Print Recipe
Peking Roast
 
recipe image
Prep Time: 15 Minutes
Cook Time: 360 Minutes
Ready In: 375 Minutes
Servings: 12
It seems that there are several versions of this recipe floating around. I have the clipping from Heloise's column side by side with a hand written recipe card with some variations. I've had both recipes for many years. Here's the versions from the recipe card. I've always made it this way and it's delicious. This is a great way to prepare the less expensive cuts of beef.
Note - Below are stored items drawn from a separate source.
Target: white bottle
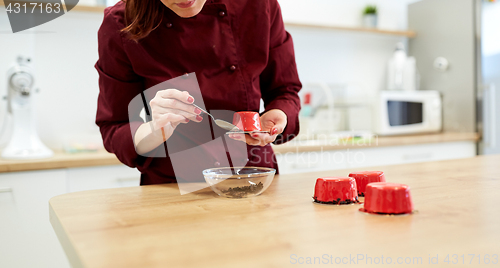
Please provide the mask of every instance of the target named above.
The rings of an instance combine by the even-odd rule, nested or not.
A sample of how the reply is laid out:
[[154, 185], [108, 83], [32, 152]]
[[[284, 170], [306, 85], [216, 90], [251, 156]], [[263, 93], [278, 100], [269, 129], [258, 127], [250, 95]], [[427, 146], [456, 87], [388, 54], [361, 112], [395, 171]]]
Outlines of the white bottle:
[[396, 44], [396, 51], [389, 59], [387, 68], [387, 89], [404, 90], [405, 65], [407, 56], [403, 43]]
[[403, 90], [418, 90], [417, 63], [415, 57], [408, 57], [403, 72]]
Mixing two different cuts of beef imparts a blend of flavors that is very tasty.
Ingredients:
3 -5 lbs beef (use two different cuts such as chuck, boiling beef, brisket, etc.)
garlic, and
onion, slivers
1 cup vinegar
2 -3 tablespoons peanut oil
2 cups coffee, brewed strongly
1/2 cup gin (or whisky)
salt and pepper
Directions:
1. Take 2 cuts of beef and make deep slits in the meat.
2. Insert slivers of garlic and onions.
3. Marinate beef in 1 cup vinegar for 24 - 48 hours.
4. When ready to cook, discard the vinegar.
5. Brown in hot oil until nearly burned on both sides.
6. Pour 2 cups of coffee over the beef, add 2 cups of water and cover.
7. Cook slowly at a simmer for 6 hours.
8. Do not add any seasonings until the last 20 minutes , then add salt and pepper.
9. 1/2 cup of gin or whisky may be added to the boiling mixture.
10. Additional water may be needed while cooking.
11. (Although this was originally a stove top method of cooking, it certainly could be cooked in a crock pot after having been browned.).